Rail World, propriétaire de la MMA, avait aussi indiqué que les feins pneumatiques de la locomotive de tête s'étaient désengagés quand les pompiers de Nantes ont du couper le moteur afin d'éteindre un incendie mineur causé par une fuite de carburant, deux heures avant le drame.

Mais M. Burkhardt a expliqué mercredi qu'il n'attribue aucune responsabilité directe aux pompiers de la municipalité de Nantes, qui sont intervenus avant que le train ne parte à la dérive sans conducteur.

«Je crois que les pompiers de Nantes ont joué un rôle, c'est un fait, mais cela ne signifie pas que nous les tenons responsables d'avoir causé cet accident tragique, a-t-il dit. Ils ont joué un rôle, par inadvertance.»

M. Burckhardt a affirmé que l'employé responsable des voies de MMA dans le secteur est arrivé après le départ des pompiers.

«À partir du moment où le conducteur de la locomotive a mis le train à l'arrêt, pour aller se reposer à l'hôtel, jusqu'à ce que notre employé responsable de la voie arrive, après que les pompiers de Nantes soient intervenus, aucun autre employé n'est allé sur place», a-t-il dit.

Le frein à main de la locomotive de tête avait été serré, ce que MMA a constaté après une inspection de l'engin, a indiqué M. Burkhardt.

«Le frein à main sa été mis correctement sur la locomotive, a-t-il dit. Le fait que le train se mette en mouvement quand le frein pneumatique s'est relâché est une indication que les freins à main n'avaient pas été serrés correctement sur le reste du train.»
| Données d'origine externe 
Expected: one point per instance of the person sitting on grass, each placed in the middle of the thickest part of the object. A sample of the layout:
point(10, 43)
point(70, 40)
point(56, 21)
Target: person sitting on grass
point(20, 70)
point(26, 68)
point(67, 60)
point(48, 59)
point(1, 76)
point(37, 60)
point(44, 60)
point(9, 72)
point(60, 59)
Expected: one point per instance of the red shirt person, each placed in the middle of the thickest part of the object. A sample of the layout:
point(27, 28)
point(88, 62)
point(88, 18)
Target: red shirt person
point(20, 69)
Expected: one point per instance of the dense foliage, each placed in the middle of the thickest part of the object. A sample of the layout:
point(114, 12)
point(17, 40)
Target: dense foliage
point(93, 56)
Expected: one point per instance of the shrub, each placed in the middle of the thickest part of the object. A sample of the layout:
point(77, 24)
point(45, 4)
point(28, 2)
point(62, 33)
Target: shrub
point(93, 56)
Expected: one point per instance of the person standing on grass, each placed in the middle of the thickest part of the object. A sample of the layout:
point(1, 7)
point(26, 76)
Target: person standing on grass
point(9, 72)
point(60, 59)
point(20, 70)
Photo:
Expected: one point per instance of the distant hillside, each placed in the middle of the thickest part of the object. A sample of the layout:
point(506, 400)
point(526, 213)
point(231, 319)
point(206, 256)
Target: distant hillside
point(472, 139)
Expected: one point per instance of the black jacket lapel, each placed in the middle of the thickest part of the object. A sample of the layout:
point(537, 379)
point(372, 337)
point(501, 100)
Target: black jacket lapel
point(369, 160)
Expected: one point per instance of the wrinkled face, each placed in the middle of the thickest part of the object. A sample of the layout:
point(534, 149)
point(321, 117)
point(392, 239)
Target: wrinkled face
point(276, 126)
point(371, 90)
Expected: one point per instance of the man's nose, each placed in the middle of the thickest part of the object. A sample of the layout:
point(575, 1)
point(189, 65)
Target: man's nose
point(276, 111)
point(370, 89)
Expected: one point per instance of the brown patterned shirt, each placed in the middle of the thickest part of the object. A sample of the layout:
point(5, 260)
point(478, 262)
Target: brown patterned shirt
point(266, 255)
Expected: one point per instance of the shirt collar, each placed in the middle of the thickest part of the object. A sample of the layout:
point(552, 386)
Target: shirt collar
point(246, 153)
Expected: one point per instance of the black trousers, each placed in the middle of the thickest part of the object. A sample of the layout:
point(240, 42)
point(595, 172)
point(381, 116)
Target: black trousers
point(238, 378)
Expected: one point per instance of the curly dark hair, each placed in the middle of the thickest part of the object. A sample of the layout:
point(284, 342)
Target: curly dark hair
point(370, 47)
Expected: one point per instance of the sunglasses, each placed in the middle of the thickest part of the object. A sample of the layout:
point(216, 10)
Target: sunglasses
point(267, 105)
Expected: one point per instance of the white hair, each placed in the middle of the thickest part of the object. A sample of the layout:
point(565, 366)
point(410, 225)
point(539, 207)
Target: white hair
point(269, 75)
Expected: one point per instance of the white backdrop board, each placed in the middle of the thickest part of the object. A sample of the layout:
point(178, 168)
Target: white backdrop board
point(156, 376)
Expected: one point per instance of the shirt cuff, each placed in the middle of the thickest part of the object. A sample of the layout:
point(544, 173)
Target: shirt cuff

Alors que plusieurs critiques se sont faites entendre en raison du délai qu'il a mis pour se rendre à Lac-Mégantic, M. Burkhardt a expliqué qu'il avait été retenu à Chicago pour gérer les conséquences de l'accident, notamment en contactant des entrepreneurs chargés d'urgences environnementales ainsi que ses assureurs, en plus de répondre aux médias.

«J'avais le sentiment d'être plus efficace à mon bureau plutôt que d'essayer de travailler par téléphone cellulaire depuis Lac-Mégantic.»

L'entreprise consulte ses assureurs actuellement et M. Burckhadt a expliqué que son objectif est de contribuer à la Croix-Rouge afin de faciliter la relocalisation des personnes touchées par l'explosion et rebâtir les maisons qui sont disparues.

MMA souhaite poursuivre ses activités de transport à travers le secteur de Lac-Mégantic, a indiqué M. Burkhardt, alors que la mairesse Colette Roy-Laroche a plutôt déclaré que la voie devrait déplacée à l'extérieur de la municipalité.

«Nous aimerions regarder ce projet mais pour savoir ce que nous pouvons faire, cela dépendra de nos capacités financières, a-t-il dit. Au départ, nous aimerions nous associer à la planification avec le bureau de la mairesse.»

M. Burkhardt, qui doit être à Lac-Mégantic mercredi et jeudi, a affirmé qu'il voudrait aller visiter des personnes évacuées à cause de l'incendie qui a ravagé le centre-ville. Mais il doute que la mairesse l'autorise à le faire.